The play crosscuts between Jake and Beth in their neutral corners (California and Montana, respectively) with their crazy families, while Jake's brother Frankie (Jeff Wills) goes on a quest to confirm that Beth is alive. Frankie just wants to ease his brother's scrambled mind. Like most foolish acts in this play, Frankie's journey arises out of pure love.
In the midst of arguments, crossed signals, and reconciliations, illuminating family histories spill out. Shepard uses plain middle-American vernacular to whisk us from decade to decade, city to city, soul to soul—imagery conjured solely from the characters' reminiscences.
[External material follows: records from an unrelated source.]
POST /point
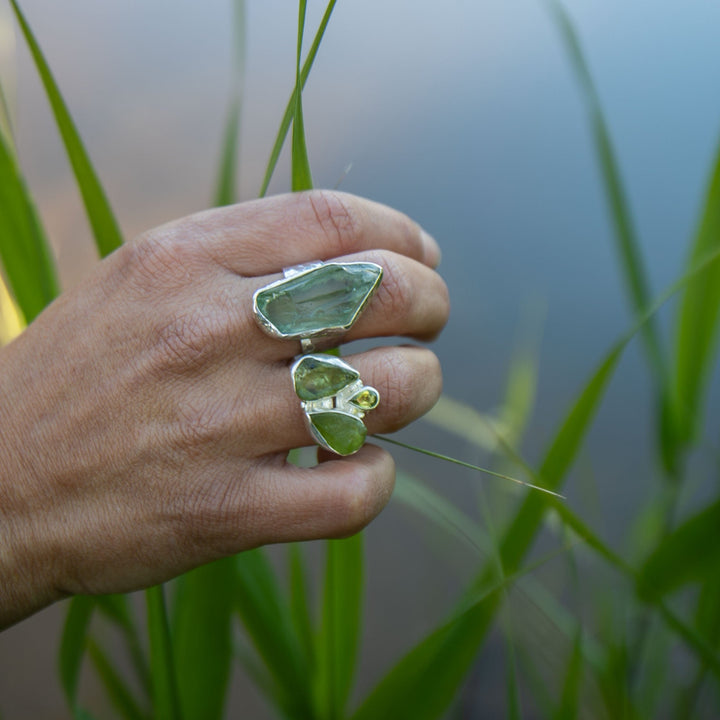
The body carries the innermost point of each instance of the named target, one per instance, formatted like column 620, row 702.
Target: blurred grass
column 306, row 665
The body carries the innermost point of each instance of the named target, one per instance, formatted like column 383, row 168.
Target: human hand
column 146, row 419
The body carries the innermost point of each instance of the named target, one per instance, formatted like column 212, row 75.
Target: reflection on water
column 465, row 115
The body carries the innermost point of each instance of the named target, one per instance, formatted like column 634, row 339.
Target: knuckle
column 336, row 219
column 199, row 427
column 165, row 257
column 188, row 340
column 396, row 293
column 396, row 377
column 359, row 502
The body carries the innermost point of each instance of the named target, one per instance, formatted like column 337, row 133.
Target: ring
column 316, row 302
column 334, row 400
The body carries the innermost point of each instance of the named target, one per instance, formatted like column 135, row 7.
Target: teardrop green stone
column 345, row 434
column 315, row 378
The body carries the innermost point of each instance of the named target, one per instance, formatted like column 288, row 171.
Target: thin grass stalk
column 290, row 108
column 166, row 700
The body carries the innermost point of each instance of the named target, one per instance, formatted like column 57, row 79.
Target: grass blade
column 684, row 556
column 166, row 704
column 570, row 696
column 697, row 321
column 627, row 243
column 202, row 638
column 341, row 622
column 266, row 617
column 226, row 184
column 423, row 684
column 102, row 221
column 118, row 692
column 24, row 249
column 301, row 175
column 299, row 604
column 73, row 645
column 290, row 108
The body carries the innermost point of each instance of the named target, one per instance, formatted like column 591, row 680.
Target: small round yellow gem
column 366, row 399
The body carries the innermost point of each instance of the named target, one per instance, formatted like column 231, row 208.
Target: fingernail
column 432, row 250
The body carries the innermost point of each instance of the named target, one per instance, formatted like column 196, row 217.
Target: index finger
column 261, row 237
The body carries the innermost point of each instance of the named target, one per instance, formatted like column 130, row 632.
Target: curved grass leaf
column 341, row 622
column 440, row 683
column 202, row 638
column 166, row 703
column 697, row 321
column 102, row 221
column 225, row 189
column 267, row 619
column 117, row 609
column 627, row 243
column 290, row 108
column 687, row 555
column 299, row 604
column 300, row 171
column 117, row 690
column 570, row 696
column 423, row 684
column 73, row 645
column 24, row 248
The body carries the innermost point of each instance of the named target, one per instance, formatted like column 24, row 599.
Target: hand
column 146, row 419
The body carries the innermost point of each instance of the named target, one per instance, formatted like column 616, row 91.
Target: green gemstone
column 329, row 296
column 315, row 378
column 345, row 434
column 366, row 399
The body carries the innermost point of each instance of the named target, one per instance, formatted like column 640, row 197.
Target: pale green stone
column 343, row 433
column 329, row 296
column 315, row 378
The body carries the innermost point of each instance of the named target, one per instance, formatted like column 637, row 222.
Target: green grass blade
column 24, row 249
column 267, row 619
column 627, row 243
column 117, row 690
column 697, row 321
column 166, row 703
column 118, row 610
column 102, row 221
column 301, row 175
column 290, row 108
column 570, row 696
column 423, row 683
column 73, row 645
column 686, row 555
column 341, row 623
column 226, row 184
column 202, row 638
column 299, row 604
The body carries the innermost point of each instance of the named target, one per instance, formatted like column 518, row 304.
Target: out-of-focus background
column 466, row 115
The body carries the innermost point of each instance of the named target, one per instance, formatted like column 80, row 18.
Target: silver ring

Shepard's young and old Americans speak only of their own experiences in strict dramatic context, but he makes the stories feel emblematic and panoramic.
It takes superior actors to preserve the poetry in these passages without coloring over their plainspoken realism. On the other hand, too much restraint could render the lines flat, mannered, and tediously familiar. Bolling's triumph is that his entire cast is up for the challenge, though some show more imagination than others.
As the main protagonist and dramatic catalyst, d'Amour kick-starts the play with the appropriate jolt. He makes Jake's menace and vulnerability linger as a presence even in the scenes where he doesn't appear.
Each actor has dazzling moments to spare, but the big surprises are the unexpected standouts. Campbell Echols, as Jake's sister Sally, brings the most lived-in realism to her line readings. There is never any doubt that she has lived the scarred, compromised life her monologues attest to.
Another great standout is Cindy Keiter as Meg, Beth's hilariously earnest, docile mother. At a glance, Meg appears to be Edith Bunker/Gracie Allen on autopilot, but Keiter makes Meg's innocence genuine at every instance, then negotiates turns in Shepard's dialogue that reveal depths of emotional intelligence and strength. That's simply what the role requires, but Keiter makes these transitions dizzyingly graceful.
In a heart-stopping moment, Meg's fussy, domineering husband, Baylor (Hank Davies), chips away at her relentless optimism until she is forced to reveal to him that her passivity is mostly for his benefit: If he knew how helpless he'd be without her, his entire macho world would crumble. Keiter understands Meg so well that she elevates her to a kind of heroine for the compulsively empathetic.
On a slightly lower rung, Schwenninger, Davies, Ridley Parson (as Mike, Beth's brother), and Wills give vibrant but relatively unadventurous interpretations of their characters. Schwenninger makes Beth as blunt and physically uncoordinated as you might expect, but her longing doesn't resound as forcefully as Jake's, making the invisible magnetic pull between them feel a little one-sided.
Likewise, Davies draws some of the biggest laughs from Baylor's absurd aloofness and machismo, but he rarely displays anything more than surface irritation in the hunter-rancher's verbal assaults on his family. Parson and Wills, as the put-upon, overprotective brothers in each clan, play exasperation a bit too broadly at times. Yet all the cast members show enough of a grasp of their characters to deliver an inspired surprise on any given night.
Bolling smoothly corrals his ensemble on a wide (I want to say widescreen) plank of a set, managing the space with a fluidity that makes the scene transitions feel cinematic. When the action shifts from California (stage left) to Montana (stage right), the sense of distance, cultural and geographical, is palpable.
All this talk about depths and dark themes might obscure an important fact: the play is funny as hell too. Shepard's absurdism springs so purely from emotional truths that the shock of recognition simply tickles. As Jake's doting mother, Lorraine, Emily Mitchell is the cast member who tap-dances most nimbly along the play's tragicomic ledge. When Lorraine tells Sally about the husband/father/war hero who abandoned them for a life of alcoholic brooding, Mitchell turns Shepard's prose into a lacerating requiem and a hilarious riff in the same breath. Now that's how an actor should come to the table at a classic Shepard play: starving.